L’argomento è spinoso. Personalmente, pur affascinato ed incuriosito dai mezzi che la tecnologia più recente offre alla produzione discografica, mi ritengo per certi versi un tradizionalista incallito. Nella composizione della mia musica, per esempio, la scrittura sulla carta pentagrammata è parte integrante del lavoro creativo. Così il supporto fisico, sul quale sono incise le tracce di un album, contribuisce a fissare in chi ascolta non solo le note ma tutto il corredo paratestuale dell’opera. Questo sarebbe già sufficiente a farmi dire che vale ancora la pena di pubblicare. Non nascondo quindi lo sconforto che avverto guardando al mondo dell’editoria piegata alle logiche del mercato.  Ma questa è un’altra storia, ben più complessa e verso la quale sento di non aver competenze tecniche specifiche che mi possano far approfondire tale questione in modo esaustivo.

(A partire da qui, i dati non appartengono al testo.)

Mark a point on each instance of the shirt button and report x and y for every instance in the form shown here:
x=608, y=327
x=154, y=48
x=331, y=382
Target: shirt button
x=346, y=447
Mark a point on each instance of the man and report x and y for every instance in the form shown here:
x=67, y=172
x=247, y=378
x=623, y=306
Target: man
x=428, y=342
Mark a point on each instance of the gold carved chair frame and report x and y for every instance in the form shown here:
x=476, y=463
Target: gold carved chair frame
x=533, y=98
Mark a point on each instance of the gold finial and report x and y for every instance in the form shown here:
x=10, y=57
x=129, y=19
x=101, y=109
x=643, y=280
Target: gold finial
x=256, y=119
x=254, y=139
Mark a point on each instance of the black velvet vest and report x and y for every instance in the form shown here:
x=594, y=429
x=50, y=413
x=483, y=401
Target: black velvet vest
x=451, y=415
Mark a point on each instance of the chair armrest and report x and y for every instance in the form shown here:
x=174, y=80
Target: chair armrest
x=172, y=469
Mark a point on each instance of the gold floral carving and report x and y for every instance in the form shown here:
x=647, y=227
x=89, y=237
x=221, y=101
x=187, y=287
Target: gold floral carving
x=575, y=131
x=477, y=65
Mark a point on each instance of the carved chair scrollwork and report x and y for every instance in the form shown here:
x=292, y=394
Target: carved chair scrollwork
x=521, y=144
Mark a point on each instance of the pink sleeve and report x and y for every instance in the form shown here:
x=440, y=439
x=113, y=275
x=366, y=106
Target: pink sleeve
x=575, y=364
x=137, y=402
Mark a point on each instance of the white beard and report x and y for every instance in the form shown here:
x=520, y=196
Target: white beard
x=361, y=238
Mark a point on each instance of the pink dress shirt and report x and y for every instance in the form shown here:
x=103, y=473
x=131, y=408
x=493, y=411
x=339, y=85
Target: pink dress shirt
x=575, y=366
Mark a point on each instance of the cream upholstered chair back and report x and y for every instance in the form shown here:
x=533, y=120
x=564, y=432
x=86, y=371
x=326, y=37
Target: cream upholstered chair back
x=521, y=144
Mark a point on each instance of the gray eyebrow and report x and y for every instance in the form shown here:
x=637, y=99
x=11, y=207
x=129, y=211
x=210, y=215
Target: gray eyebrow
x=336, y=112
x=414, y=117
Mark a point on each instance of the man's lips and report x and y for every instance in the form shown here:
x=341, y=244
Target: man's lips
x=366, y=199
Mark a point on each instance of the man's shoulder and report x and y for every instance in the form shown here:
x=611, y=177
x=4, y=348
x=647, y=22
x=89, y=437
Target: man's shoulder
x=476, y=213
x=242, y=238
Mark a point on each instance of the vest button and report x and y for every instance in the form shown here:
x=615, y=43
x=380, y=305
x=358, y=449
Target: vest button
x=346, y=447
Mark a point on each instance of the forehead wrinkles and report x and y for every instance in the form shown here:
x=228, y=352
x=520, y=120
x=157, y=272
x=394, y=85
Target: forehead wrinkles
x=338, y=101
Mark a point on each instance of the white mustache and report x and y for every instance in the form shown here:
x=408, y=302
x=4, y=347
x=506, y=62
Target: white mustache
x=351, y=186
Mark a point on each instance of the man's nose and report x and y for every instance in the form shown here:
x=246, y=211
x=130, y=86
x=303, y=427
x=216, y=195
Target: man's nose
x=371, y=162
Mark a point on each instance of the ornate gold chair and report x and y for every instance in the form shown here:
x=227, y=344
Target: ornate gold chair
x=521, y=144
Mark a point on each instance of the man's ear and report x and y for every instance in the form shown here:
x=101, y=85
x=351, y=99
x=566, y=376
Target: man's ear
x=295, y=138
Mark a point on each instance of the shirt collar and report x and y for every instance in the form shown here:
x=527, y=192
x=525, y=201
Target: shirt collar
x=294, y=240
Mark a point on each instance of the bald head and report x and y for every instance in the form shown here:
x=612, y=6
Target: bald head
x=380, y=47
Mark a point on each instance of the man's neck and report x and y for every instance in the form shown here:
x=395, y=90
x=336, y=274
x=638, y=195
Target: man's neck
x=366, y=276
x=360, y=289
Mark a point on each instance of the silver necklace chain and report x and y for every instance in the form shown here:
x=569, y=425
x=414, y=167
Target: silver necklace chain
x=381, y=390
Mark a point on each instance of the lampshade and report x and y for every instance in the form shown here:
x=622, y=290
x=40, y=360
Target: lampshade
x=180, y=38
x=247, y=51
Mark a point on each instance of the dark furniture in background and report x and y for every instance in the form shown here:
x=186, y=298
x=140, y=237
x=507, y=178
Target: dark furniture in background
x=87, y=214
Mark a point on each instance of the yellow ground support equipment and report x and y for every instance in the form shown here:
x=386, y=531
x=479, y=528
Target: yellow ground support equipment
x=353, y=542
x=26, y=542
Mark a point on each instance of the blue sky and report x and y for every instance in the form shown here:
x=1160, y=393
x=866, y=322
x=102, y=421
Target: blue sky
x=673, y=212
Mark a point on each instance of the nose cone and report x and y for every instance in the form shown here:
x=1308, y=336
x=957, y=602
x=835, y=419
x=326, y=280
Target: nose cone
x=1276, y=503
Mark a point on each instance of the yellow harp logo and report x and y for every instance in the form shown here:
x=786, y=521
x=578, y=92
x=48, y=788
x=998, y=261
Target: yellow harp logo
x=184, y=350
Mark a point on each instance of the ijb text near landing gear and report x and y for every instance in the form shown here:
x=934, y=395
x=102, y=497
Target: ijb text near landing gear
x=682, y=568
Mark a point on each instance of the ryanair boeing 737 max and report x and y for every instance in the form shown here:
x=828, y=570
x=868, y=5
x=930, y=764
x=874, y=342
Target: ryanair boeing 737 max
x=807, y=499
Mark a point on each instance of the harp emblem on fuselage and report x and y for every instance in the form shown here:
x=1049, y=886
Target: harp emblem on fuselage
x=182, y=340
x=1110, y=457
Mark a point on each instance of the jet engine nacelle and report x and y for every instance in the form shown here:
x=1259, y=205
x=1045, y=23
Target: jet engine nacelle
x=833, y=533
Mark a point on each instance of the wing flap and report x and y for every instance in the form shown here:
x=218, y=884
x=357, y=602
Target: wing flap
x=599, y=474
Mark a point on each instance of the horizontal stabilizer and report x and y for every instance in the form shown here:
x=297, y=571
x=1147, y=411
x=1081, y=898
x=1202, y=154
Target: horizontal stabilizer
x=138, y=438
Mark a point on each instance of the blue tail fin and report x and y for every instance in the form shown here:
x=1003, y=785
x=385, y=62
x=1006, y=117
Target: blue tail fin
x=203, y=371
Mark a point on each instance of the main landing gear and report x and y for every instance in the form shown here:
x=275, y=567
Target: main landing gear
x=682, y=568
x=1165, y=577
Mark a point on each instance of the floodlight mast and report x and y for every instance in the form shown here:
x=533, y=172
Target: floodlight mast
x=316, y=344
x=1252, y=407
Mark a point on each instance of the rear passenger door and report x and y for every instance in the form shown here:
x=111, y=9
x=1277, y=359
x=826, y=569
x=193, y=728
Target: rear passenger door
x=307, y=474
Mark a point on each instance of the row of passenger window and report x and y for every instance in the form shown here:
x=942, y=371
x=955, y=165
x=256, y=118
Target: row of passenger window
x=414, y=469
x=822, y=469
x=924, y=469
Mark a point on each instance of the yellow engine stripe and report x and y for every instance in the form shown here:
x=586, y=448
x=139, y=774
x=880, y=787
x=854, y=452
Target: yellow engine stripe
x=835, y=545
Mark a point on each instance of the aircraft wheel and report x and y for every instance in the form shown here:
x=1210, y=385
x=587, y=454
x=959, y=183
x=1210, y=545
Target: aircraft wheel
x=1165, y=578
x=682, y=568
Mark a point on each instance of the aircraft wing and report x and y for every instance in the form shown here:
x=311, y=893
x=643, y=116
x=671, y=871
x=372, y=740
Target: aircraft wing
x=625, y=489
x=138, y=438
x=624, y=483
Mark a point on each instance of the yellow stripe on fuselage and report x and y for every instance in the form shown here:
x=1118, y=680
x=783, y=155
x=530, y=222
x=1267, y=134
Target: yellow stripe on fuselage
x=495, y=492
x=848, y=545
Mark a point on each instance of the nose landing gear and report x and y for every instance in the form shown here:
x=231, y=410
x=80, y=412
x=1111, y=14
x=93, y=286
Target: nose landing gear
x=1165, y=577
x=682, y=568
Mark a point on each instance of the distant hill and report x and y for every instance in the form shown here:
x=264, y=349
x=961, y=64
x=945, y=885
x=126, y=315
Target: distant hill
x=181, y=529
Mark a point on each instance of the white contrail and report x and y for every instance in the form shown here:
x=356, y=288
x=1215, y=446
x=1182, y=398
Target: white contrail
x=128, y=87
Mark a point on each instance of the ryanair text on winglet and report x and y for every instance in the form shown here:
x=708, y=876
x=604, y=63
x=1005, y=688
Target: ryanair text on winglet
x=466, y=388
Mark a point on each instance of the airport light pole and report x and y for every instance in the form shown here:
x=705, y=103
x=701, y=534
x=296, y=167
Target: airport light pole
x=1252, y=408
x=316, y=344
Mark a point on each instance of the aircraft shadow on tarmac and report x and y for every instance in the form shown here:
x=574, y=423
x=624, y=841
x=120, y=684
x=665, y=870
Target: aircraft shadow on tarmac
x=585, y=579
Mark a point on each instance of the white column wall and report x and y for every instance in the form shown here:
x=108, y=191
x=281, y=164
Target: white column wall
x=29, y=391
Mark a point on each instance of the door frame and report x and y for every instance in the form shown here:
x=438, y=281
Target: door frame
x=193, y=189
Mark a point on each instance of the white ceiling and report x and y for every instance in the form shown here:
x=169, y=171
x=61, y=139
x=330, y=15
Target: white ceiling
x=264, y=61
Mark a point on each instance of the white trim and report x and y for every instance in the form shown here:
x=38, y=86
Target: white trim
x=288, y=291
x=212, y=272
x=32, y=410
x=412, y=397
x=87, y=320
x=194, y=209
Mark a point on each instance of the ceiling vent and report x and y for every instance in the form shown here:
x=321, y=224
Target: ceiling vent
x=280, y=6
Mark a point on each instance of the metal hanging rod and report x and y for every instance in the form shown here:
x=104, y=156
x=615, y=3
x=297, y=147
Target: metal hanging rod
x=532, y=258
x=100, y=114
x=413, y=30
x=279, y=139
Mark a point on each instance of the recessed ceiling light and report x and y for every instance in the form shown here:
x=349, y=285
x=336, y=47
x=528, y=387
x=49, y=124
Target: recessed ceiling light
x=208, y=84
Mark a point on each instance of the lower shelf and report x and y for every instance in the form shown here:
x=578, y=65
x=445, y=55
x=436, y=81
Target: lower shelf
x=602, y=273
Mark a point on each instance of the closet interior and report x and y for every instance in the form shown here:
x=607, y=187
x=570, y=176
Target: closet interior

Suonare jazz in Italia è un vantaggio oppure è una penalizzazione?
L’Italia è da sempre una fantastica officina musicale. Molti sono i musicisti che hanno un’ottima fama anche a livello internazionale e non mi riferisco ai decani come Rava o Pieranunzi ma penso ai tanti giovani che stanno riscuotendo un meritatissimo successo.  Le note dolenti, però, sembrano a volte superare gli aspetti positivi. Viviamo un momento storico in cui la politica pare  ossessionata da concetti come produzione e produttività e ben poco incline alla cultura intesa come educazione intellettuale. Alla musica, quella non «istituzionalizzata», è riservato uno spazio ancora minore. Occorrono non solo incentivi economici ma soprattutto una seria riorganizzazione normativa dell’intero settore. Detto questo sono comunque fiducioso che, nonostante tutto, anche in Italia i nostri sforzi avranno un senso.

 Cosa è scritto nell’agenda di Marco Boccia?
Nella mia agenda, oggi c’è la promozione di “In The Park”. Cerchiamo di far conoscere il nostro lavoro anche ad operatori del settore che possano accogliere una nostra performance al fine di introdurci ad un pubblico che sia il più vasto possibile e per questo mi aiutano Fabrizio Salvatore di AlfaMusic e Alessandra Savino che mi affianca ormai da qualche tempo. Poi sono fuori anche con un nuovo testo didattico uscito per Florestano Edizioni ed in fine le collaborazioni. E’ pronto il secondo disco del trio di Vito Liturri con il batterista Lello Patruno che dovrebbe uscire in estate quindi stiamo lavorando intensamente anche su questo versante.

E cosa nel diario segreto?
Non voglio sembrare banale o peggio patetico, ma nel mio diario segreto c’è solo il desiderio costante di serenità, per me e la mia famiglia per tutti coloro che mi sono vicini e che con amore mi sostengono ogni giorno in un percorso che come si sa’ non è mai semplice e scontato. Tutto qui!